Certainly, that’s less than the $6 billion the government allots for the wind production tax credit. But while renewable-energy tax credits are direct subsidies, and therefore easy targets, the subsidies for coal are less obvious. They pay to support research and development and to lower tax liabilities for coal companies. Plus, the decade-long prohibition on new natural-gas power plants beginning in 1978 effectively subsidized the construction of coal plants by removing natural gas as a competitor.

Environmentalists also like to point out that allowing coal-burners to pollute without paying a tax on carbon is a hidden subsidy worth tens of billions of dollars, as the health-care costs and ecosystem damage are borne by individuals, insurance companies and others.
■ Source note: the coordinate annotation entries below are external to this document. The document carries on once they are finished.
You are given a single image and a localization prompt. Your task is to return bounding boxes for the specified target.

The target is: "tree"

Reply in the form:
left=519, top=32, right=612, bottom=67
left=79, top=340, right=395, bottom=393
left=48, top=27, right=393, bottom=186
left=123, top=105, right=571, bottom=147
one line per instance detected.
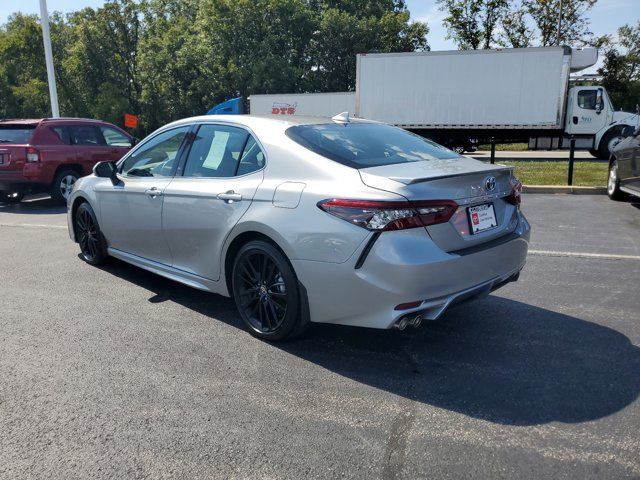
left=523, top=0, right=598, bottom=47
left=598, top=22, right=640, bottom=112
left=438, top=0, right=509, bottom=50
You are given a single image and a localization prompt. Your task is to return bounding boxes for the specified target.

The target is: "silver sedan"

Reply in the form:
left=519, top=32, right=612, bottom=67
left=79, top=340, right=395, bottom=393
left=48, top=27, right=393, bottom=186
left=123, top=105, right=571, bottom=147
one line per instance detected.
left=68, top=114, right=530, bottom=340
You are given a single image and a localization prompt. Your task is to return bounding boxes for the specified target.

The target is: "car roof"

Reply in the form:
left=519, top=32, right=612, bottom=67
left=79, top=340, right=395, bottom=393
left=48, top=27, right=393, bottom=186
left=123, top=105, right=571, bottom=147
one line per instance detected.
left=163, top=115, right=378, bottom=129
left=0, top=117, right=112, bottom=126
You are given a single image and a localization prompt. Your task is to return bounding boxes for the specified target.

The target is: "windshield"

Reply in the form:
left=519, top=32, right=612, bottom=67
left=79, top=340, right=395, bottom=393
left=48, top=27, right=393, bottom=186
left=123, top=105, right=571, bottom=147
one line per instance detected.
left=286, top=123, right=460, bottom=168
left=0, top=125, right=35, bottom=143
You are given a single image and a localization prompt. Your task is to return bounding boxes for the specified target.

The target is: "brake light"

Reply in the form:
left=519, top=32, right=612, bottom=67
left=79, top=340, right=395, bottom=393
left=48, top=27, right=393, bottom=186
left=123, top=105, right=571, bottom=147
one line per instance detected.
left=318, top=198, right=458, bottom=231
left=504, top=178, right=522, bottom=206
left=27, top=147, right=40, bottom=162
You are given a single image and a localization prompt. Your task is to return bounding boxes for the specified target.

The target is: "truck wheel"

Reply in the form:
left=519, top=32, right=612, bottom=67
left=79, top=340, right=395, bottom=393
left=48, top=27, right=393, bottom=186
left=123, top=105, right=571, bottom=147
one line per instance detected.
left=598, top=130, right=622, bottom=160
left=49, top=168, right=80, bottom=204
left=607, top=160, right=624, bottom=200
left=0, top=192, right=24, bottom=205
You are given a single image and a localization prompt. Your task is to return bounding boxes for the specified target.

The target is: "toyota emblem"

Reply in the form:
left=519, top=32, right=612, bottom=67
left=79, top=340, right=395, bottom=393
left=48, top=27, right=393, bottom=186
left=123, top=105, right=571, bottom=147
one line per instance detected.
left=484, top=177, right=496, bottom=192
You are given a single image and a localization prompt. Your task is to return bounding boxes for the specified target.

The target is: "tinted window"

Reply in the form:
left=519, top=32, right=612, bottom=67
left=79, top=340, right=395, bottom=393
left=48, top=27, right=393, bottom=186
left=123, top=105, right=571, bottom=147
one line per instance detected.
left=120, top=126, right=190, bottom=177
left=51, top=127, right=71, bottom=145
left=100, top=127, right=131, bottom=147
left=184, top=125, right=248, bottom=177
left=286, top=123, right=459, bottom=168
left=578, top=90, right=598, bottom=110
left=237, top=136, right=264, bottom=175
left=69, top=125, right=101, bottom=145
left=0, top=125, right=35, bottom=143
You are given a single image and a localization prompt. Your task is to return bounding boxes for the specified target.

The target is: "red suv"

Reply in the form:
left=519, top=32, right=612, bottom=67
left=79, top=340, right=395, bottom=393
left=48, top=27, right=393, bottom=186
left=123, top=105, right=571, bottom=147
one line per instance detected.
left=0, top=118, right=135, bottom=203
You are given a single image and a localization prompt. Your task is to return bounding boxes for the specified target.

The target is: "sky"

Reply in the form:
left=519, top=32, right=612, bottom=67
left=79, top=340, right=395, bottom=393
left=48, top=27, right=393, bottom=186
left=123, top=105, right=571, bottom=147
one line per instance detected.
left=0, top=0, right=640, bottom=50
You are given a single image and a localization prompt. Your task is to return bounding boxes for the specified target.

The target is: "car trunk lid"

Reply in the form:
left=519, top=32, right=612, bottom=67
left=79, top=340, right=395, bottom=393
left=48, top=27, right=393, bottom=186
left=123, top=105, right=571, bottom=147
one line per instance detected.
left=359, top=157, right=517, bottom=252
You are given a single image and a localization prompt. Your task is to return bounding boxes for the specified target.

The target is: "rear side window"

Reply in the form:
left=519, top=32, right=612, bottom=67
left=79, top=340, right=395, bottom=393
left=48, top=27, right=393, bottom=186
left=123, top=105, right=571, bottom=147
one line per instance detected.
left=285, top=123, right=459, bottom=168
left=100, top=126, right=131, bottom=147
left=69, top=125, right=101, bottom=145
left=0, top=125, right=35, bottom=143
left=51, top=127, right=71, bottom=145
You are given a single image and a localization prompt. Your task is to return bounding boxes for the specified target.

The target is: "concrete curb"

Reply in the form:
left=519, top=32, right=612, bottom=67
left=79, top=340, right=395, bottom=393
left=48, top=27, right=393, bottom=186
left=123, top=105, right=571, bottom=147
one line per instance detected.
left=522, top=185, right=607, bottom=195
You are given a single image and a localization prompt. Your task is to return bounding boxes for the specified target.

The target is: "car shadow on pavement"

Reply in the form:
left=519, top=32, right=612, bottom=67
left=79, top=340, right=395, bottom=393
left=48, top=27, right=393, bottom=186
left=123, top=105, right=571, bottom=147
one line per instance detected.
left=0, top=196, right=67, bottom=215
left=103, top=261, right=640, bottom=425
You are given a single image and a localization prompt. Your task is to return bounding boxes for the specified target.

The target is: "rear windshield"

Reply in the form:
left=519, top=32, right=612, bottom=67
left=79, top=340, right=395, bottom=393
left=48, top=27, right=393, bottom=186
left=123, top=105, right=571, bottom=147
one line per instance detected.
left=0, top=125, right=35, bottom=143
left=285, top=123, right=460, bottom=168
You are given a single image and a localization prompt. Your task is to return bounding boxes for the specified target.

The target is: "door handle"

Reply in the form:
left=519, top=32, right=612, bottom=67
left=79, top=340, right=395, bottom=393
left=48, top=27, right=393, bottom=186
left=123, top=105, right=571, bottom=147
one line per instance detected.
left=144, top=187, right=162, bottom=198
left=217, top=190, right=242, bottom=203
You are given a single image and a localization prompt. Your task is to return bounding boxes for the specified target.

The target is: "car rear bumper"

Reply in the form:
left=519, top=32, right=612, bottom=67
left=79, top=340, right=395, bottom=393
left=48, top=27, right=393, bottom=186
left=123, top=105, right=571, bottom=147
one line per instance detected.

Globally, coal gets more subsidies than any other form of energy, when the environmental costs are included, according to the International Monetary Fund. If governments removed the subsidies and put a price on pollution, the price of coal-generated energy would be much higher than what consumers pay today.

5. China is addicted to coal

China’s demand for electricity has been booming this century. To keep up, the country has been building out its electrical grid at a furious pace. And since coal is an abundant natural resource in China, it has been a preferred fuel. For several years, China was constructing the equivalent of a small to mid-size coal-fired power plant every week to 10 days.

But more recently, the situation on the ground has changed rapidly. Beijing is shutting down all of its major coal-fired power plants, and nearly 2,000 small coal mines are slated to be closed nationwide by the end of this year. In an ironic twist, Chinese coal has even lowered the price of wind turbines and solar panels, which are produced in factories powered by cheap, coal-fired electricity.

Crippling air pollution kills at least 1 million people in China prematurely each year,a dire situation that required action from government officials. Consequently, solar and wind farms have been built at a staggering rate to combat pollution, cutting into the market share for coal and leading to declining coal consumption over the past year.

While China and coal seem to go hand in hand, it looks like the country has turned a corner.

Michael E. Webber works at the University of Texas at Austin, where he is the deputy director of the Energy Institute, co-director of the Austin Technology Incubator’s Clean Energy Incubator and an associate professor of mechanical engineering.